La Côte d’Ivoire s’illustre sur la scène internationale de l’agroécologie. Ce mercredi 1er juillet 2026, 14 villages ivoiriens ont officiellement reçu leurs certificats d’intégration au réseau mondial de l’Organisation des Nations Unies pour l’alimentation et l’agriculture (FAO). Cette distinction salue les efforts des communautés rurales dans la transformation durable des systèmes agroalimentaires et la protection de l’environnement.
Portée par le directeur général de la FAO, QU Dongyu, à l’occasion du 80e anniversaire de l’organisation, l’initiative mondiale, qui a distingué 14 villages ivoiriens, met en lumière les localités qui bâtissent des modèles inclusifs et résilients. La Côte d’Ivoire s’est ainsi particulièrement démarquée lors de l’édition 2025.
Lors de la cérémonie officielle à Abidjan, le représentant de la FAO en Côte d’Ivoire, Nyemah Joseph, a rappelé la portée de cet événement. Selon lui, cette sélection intervient à un moment crucial où le monde cherche des solutions concrètes face au changement climatique et à l’insécurité alimentaire.
Sur plus de 300 candidatures provenant de 69 pays, 14 villages ivoiriens ont été retenus. Selon Nyemah Joseph, ces localités se distinguent par la préservation de la biodiversité, la valorisation des traditions culinaires, le développement de l’agrotourisme et l’usage des innovations numériques.

Une reconnaissance internationale historique
« À travers eux, ce sont des femmes courageuses, des jeunes entrepreneurs, des producteurs, des pêcheurs, des éleveurs, des artisans et des leaders communautaires qui sont mis à l’honneur », a déclaré Nyemah Joseph.
Il a souligné que cette dynamique s’inscrit particulièrement dans la vision des « quatre améliorations » de la FAO : une meilleure production, une meilleure nutrition, un meilleur environnement et de meilleures conditions de vie.
« Les projecteurs sont désormais tournés vers nous. Cette distinction est un honneur, mais elle est aussi une responsabilité. Nous prenons solennellement l’engagement d’être des exemples du développement rural durable », a lancé le porte-parole des bénéficiaires, Samin Kimi, chef du village d’Aniassué.

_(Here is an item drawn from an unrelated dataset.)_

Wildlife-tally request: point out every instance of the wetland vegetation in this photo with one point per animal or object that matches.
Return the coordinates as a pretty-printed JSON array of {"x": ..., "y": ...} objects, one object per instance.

Le village d’Aniassué bénéficie déjà du projet SAGA 2 (Sécurité alimentaire et agriculture : une adaptation accélérée), financé avec l’appui technique et financier du gouvernement du Québec. Ce programme a permis à des groupements de femmes et de jeunes d’accroître leur autonomie financière tout en s’adaptant au dérèglement climatique.
« Grâce à cette initiative, de nombreux groupements de femmes et jeunes ont développé et continuent de développer des activités qui renforcent nos revenus, notre autonomie et notre capacité à faire face aux défis du changement climatique », a-t-il témoigné.
L’objectif est désormais d’essaimer ces bonnes pratiques dans l’ensemble des régions du pays.

Allier forêts durables et communautés fortes
Adolphe Saraka, conseiller technique et représentant du ministre des Eaux et Forêts, a félicité les récipiendaires. Il a rappelé le lien indissociable entre écologie et économie rurale.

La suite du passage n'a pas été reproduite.